The Development and Regeneration (D&R) Theme within the Oxford BHF CRE seeks to gain fundamental insights into normal cardiovascular development; highlight processes that are perturbed to give rise to birth defects and extrapolate basic developmental principles to resident cell-based reconstitution of tissues in adult cardiovascular injury and disease.  The explicit integration of developmental biology and regeneration is unique within the UK, across Europe and arguably the world, and underpins two major, world-leading D&R-integrated initiatives at Oxford: the BHF Oxbridge Centre for Regenerative Medicine (2017-2021;) and the proposed BHF-supported Institute for Development and Regenerative Medicine (IDRM; occupancy Q1 2021).

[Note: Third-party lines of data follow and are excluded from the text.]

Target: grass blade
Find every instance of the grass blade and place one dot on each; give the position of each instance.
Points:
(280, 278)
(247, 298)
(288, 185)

The D&R Theme will enhance discovery science in cardiovascular development and will undertake novel approaches to model congenital heart disease. This will include investigating the cellular and molecular events that regulate the earliest initiation of cardiac function within the forming heart; studies of coronary blood and lymphatic vessel development and the role of environmental factors in causing specific heart anomalies at birth. This collective activity will encompass research on model organisms, but will also include a major focus on human heart development, arising out of a lead-role for D&R researchers within the Wellcome Human Developmental Biology Initiative.

Fundamental discoveries during development will underpin the transition to cardiovascular regeneration.  The early heart development findings will be linked to the outcome of studies currently investigating optimal promotion of iPSC-derived cardiomyocyte differentiation/function and to an understanding as to how progenitor cells might integrate and function within survived muscle post-MI.  Studies on vascular development will be translated to understand how to promote neovascularisation of the injured adult heart.

To facilitate basic insights into cardiovascular regeneration the theme will support the continued development of novel animal models, such as the Mexican cavefish for quantitative trait loci mapping and the neonatal mouse for functional imaging.  Significant NGS and imaging datasets to inform on regeneration will be interrogated through outreach to the Big Data Theme. Progression towards clinical translation will be advanced through strong links with medicinal chemistry, tissue engineering and quantitative biology.  High throughput phenotypic screens to identify small molecule enhancers of regeneration will be developed and run in conjunction with the Target Discovery Theme on platforms encompassing image analyses and target validation.  Cell biology during development and regeneration will be combined with the use of “smart materials” for bioengineering to target the local stem cell niche and orchestrate endogenous repair mechanisms.  A major new initiative will seek to integrate researchers in mechanistic mathematical and computational modelling to provide a cross-disciplinary training programme in quantitative approaches to regenerative medicine and to seed further therapeutic strategies and drug discovery.